Cost of goods sold increased to $7,674.9 million in fiscal 2012 compared to $4,407.7 million in fiscal 2011 primarily as a result of the Smurfit-Stone Acquisition and increased freight and chemical costs which were partially offset by reduced recycled fiber costs and energy costs. Chemical costs in our legacy RockTenn mills increased $1 per ton and freight expense, excluding the impact of the Smurfit-Stone Acquisition, increased $12.2 million due in part to higher volumes. Recycled fiber costs and energy costs in our legacy RockTenn mills decreased $26 and $5 per ton, respectively.

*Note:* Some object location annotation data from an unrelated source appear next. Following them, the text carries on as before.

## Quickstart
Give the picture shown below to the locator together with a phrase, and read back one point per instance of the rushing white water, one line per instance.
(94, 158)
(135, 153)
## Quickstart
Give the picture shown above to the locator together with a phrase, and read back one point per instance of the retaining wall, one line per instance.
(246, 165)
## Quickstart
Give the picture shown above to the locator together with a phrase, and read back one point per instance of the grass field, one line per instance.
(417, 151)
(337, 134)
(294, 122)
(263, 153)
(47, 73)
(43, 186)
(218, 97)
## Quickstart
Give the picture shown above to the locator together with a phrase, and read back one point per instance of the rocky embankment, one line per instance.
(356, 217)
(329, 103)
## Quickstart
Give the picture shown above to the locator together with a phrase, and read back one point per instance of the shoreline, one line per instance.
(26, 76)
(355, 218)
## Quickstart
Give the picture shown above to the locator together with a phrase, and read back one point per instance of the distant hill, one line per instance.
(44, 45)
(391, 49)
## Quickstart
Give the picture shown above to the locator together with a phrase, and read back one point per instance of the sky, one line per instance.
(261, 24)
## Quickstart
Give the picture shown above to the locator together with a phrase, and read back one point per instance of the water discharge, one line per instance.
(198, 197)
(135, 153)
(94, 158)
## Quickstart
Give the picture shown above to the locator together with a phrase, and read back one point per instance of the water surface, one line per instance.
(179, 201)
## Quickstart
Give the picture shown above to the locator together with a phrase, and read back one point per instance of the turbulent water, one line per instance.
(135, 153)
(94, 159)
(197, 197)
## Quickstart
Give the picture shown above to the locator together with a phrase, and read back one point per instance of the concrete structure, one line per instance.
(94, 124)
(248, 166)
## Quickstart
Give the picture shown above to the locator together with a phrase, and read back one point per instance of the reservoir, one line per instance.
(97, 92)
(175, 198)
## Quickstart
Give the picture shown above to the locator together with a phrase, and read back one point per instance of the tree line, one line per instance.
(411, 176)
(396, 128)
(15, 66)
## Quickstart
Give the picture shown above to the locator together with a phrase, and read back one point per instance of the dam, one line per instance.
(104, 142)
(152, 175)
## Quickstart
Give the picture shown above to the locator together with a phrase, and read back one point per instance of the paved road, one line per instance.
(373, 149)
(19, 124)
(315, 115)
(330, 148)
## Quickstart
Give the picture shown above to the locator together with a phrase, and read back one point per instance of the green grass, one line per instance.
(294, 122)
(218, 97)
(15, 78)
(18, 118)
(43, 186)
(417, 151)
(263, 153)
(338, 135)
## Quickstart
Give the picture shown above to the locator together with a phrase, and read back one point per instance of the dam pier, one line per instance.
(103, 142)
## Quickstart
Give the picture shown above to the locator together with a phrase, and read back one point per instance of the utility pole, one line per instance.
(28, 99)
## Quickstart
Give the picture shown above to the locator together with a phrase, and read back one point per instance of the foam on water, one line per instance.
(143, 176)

Cost of goods sold increased to $4,407.7 million in fiscal 2011 compared to $2,281.3 million in fiscal 2010 primarily as a result of increased sales from the acquired Smurfit-Stone operations. Cost of goods sold as a percentage of net sales increased in fiscal 2011 compared to fiscal 2010 primarily as a result of the acquired lower margin Smurfit-Stone business, increased recycled fiber, chemical, energy and freight costs and $59.4 million of acquisition inventory step-up expense associated with the Smurfit-Stone Acquisition, which were partially offset by reduced virgin fiber costs. Cost of goods sold in the prior year was also reduced by $28.8 million of alternative fuel mixture credits, net of expenses. Recycled fiber, chemical and energy costs in our legacy mills increased $47 per ton, $6 per ton and $1 per ton, respectively. Freight expense, excluding the impact of the Smurfit-Stone Acquisition, increased $18.8 million due in part to higher volumes. Virgin fiber costs in our legacy bleached paperboard mill decreased $33 per ton and income related to foreign currency transactions increased $4.4 million.

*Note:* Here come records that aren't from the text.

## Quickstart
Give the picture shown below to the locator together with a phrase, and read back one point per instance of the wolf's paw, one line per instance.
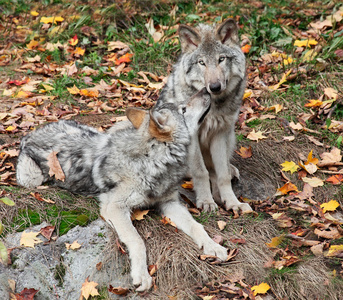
(143, 281)
(207, 205)
(244, 207)
(212, 248)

We value the majority of our U.S. inventories at the lower of cost or market with cost determined on the last-in first-out ("LIFO") inventory valuation method, which we believe generally results in a better matching of current costs and revenues than under the first-in first-out ("FIFO") inventory valuation method. In periods of increasing costs, the LIFO method generally results in higher cost of goods sold than under the FIFO method. In periods of decreasing costs, the results are generally the opposite.

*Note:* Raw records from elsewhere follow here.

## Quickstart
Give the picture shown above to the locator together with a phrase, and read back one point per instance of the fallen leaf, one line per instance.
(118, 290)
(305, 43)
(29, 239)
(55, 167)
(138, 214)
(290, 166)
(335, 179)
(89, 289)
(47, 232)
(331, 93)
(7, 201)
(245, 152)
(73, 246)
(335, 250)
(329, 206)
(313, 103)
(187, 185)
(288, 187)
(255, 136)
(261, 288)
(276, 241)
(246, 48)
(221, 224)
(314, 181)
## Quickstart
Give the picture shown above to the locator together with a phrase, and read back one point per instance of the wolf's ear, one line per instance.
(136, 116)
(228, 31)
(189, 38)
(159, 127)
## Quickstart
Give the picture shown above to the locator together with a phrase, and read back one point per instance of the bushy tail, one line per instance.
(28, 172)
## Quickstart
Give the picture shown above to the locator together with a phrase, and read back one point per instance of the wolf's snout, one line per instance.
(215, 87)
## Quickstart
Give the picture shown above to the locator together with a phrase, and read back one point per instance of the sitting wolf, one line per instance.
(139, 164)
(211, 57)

The following table illustrates the comparative effect of LIFO and FIFO accounting on our results of operations. This supplemental FIFO earnings information reflects the after-tax effect of eliminating the LIFO adjustment each year.

                               Fiscal 2012                 Fiscal 2011                 Fiscal 2010
                           LIFO          FIFO          LIFO          FIFO          LIFO          FIFO
                                                          (In millions)
Cost of goods sold      $ 7,674.9     $ 7,699.9     $ 4,407.7     $ 4,398.3     $ 2,281.3     $ 2,267.8
Net income attributable
to Rock-Tenn Company
shareholders            $   249.1     $   233.3     $   141.1     $   147.1     $   225.6     $   234.2

Net income attributable to Rock-Tenn Company shareholders in fiscal 2012 is higher under the LIFO method because we experienced a period of declining costs. Net income attributable to Rock-Tenn Company shareholders in fiscal 2011 and 2010 is lower under the LIFO method because we experienced periods of rising costs.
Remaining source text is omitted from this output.